Thank you very much for pointing out this interesting problem: I'm
sure there is room for improvement here for our new label compiler.

If you use the -modern option of the compiler you would get a much
clearer message, namely:

# let f1 g =
    g l:3 ();
    (Toto g);;
This expression has type l:int -> unit -> 'a but is here used with
  t1 = ?l:int -> unit -> unit

This clearly states that the optional status of the label is involved
in the problem.

Hence, a language level fix could simply be to allow the user to write
the question mark with the label as:

let f1 g =
    g ?l:3 ();
    (Toto g);;

Now, in conjontion with the -modern option, this would be perfectly clear to
understand why g l:3 is rejected while g ?l:3 is not.

Unfortunately, this last program is not yet handled properly by the
compiler, since it causes an assertion failure into the typechecker:

# let f1 g =
      g ?l:3 ();
      (Toto g);;
This expression has type ?l:Uncaught exception: File
"typing/", line 0, characters 6649-6661: Assertion failed

> We would very much like to see this clearly documented in ocaml 2.99
> reference manual, as it is a serious change in the behavior of the
> typing system. Determinism is lost, as typing f1 would succeed if typing
> was done in reverse order (from last line to first line).
> Perhaps also a different error message from the compiler would help in
> detecting such problems.

I don't think that determinism is lost, in the sense that the compiler
always output the same answers! But you're right to mention that this
would be another way to test in which order in which the type-checker
type-checks the sub-expressions of a program.

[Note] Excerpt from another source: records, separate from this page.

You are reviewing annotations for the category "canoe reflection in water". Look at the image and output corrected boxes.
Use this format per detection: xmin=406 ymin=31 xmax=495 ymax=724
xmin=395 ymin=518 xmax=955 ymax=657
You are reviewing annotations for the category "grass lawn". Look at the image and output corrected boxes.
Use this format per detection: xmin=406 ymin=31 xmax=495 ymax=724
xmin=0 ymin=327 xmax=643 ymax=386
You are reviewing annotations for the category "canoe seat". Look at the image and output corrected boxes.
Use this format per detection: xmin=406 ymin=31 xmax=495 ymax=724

You're also right in that we always would like better and better error
messages, I would say particularly for the last program I wrote: we
would very much like the compiler not to fail to print the error

No doubt that this erroneous error message will be corrected before
the experimental 2.99 version will turn into a stable 3.0 version of
Objective Caml. Also, may be Jacques could tell us what is his opinion
about the optional labels status in expressions (as in g ?l:3).